You agreed it was a fantastic idea, but what you didn’t say was she should have arranged a surprise party without your knowledge. You see one of two things happening—either forgetting about the party, or forgetting that it’s meant to be a secret. When Eva drove you back home, she handed you a folder from the backseat with a dozen songs in it. You sat out on the deck in the sun reading the lyrics, putting them to the music in your head, so excited for her, for her future, for the people who will one day get to hear them.

Your own writing, by the way, is going well. You sent the revised edition of The Man Goes Burning to your editor this morning. It was, it turned out, a lot of work. The book is about a firefighter who is also an arsonist who falls in love with a fellow firefighter, and burns down buildings just so he can work with her, with the ultimate goal of being able to save her life. You ended up introducing a new character, which has really helped—a guy by the name of Nicholas, and Nicholas brings a whole new element to the story, some heart and depth that was lacking before. Nicholas is a punk teenager accused of an armed robbery, and while in a holding cell at the police station he is severely beaten and raped and almost dies, and of course Nicholas never committed the robbery at all. He uses what little money he is given in compensation to put himself through law school—so all of that is in the past, and now your main character, the arsonist, uses a lawyer when he becomes a suspect after the woman he loves disappears. Nicholas is the kind of lawyer willing to go to the end of the world for a client he truly believes in.

The book isn’t the only thing going well.
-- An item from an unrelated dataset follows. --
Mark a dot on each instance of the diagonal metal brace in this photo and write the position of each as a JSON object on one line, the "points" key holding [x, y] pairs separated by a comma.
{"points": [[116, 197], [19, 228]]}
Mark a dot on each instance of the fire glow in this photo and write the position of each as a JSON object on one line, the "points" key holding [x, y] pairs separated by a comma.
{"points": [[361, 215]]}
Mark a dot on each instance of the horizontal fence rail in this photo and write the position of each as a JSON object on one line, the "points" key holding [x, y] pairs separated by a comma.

The wedding preparations are racing along, all the pieces of the big day falling into place. It’s wedding this and wedding that, Let’s talk about flowers, Let’s talk about place settings, Do you like the dress, Do you like the cake, You’re the writer, Jerry, so tell us what font do you think looks best on these dinner menus? That one? Are you sure? How sure?

Thank God you’ve had all this work to do because really you’ve just been able to stay out of the way, which is probably the best gift you can give your family. The wedding is less than five weeks away and you can’t wait until it’s in the rearview mirror. In five weeks you’ll have shaken off the dementia too, and maybe you can get a good chunk of book fourteen written before going on tour with book thirteen. You’re enough of a realist to know that even though you’re dodging the dementia bullet now, that doesn’t mean it still hasn’t got your name on it. It could be twenty years away, or it could be ten. You need to keep writing for you, for your fans, for your family.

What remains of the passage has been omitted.